Organize suç örgütü lideri olduğu iddiasıyla tutuklanan Ayhan Bora Kaplan‘ın yakın geçmişteki siyasi ve kriminal faaliyetleri yavaş yavaş gün ışığına çıkmaya devam ediyor.

Geçen hafta sonundan itibaren Ankara’da deyim yerindeyse “çarşı” epeyce karışık.

Kaplan’ın siyaset ve bürokrasi merkezli bağlantıları çok kişiyi rahatsız etti. Rahatsız olan kişilerin, yaratmaya çalıştıkları suni ortamla, gerçeğin ortaya çıkmasını engellemek amacıyla farklı boyutlara çekmeye çabaladıkları net biçimde görülüyor.

Bu konuda değerlendirme yapmadan önce suç örgütü lideri şüphelisi Ayhan Bora Kaplan’ın merkezinde yer aldığı, yakın geçmişteki bazı olayları aktarmaya devam ediyorum.

Narkotik Şube’deki müdürler neden görevden alındı?

15 Temmuz’un sonrasındaki günler…

FETÖ’nün başarısız darbe girişiminin yaşandığı gecede TRT Genel Müdürlüğü’nün bahçesine bizzat Süleyman Soylu tarafından davet edilmesinin ardından arkasına rüzgârı alan Kaplan, kafayı kendisine yönelik soruşturma yapan polislere taktı.

Bilhassa Sadık Soylu ile olan tanışıklığının sonrasında bir de Süleyman Soylu’nun İçişleri Bakanı olması, Kaplan’ın etki alanını ve gücünü daha yukarı taşıdı.

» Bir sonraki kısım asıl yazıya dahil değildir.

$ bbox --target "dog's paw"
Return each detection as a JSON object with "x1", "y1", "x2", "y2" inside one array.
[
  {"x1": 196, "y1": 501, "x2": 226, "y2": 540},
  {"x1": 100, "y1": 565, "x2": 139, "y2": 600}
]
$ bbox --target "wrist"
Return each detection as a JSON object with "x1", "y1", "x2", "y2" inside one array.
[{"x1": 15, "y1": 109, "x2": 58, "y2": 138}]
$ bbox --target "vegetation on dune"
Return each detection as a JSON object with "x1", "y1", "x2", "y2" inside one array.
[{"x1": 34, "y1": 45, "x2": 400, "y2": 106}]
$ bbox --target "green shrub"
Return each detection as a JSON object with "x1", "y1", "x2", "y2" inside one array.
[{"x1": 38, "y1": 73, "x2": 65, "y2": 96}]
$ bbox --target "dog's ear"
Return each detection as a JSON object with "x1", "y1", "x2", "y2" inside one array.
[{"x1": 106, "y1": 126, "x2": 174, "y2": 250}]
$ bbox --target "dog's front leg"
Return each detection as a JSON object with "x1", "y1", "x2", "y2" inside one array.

Resmi olarak herhangi bir bilgi kamuoyuna yansımasa da, gerek Kaplan ve adamlarının ellerinde ağır silahlarla 15 Temmuz gecesiyle ilgili fotoğrafları sosyal medyada yayımlaması, gerekse gayrimeşru yani yeraltı dünyasında Kaplan’ın siyasetle yakınlaştığı yönünde kulaktan kulağa yayılanlar, Kaplan’ın “önlenemez yükselişi”nin önünü açtı.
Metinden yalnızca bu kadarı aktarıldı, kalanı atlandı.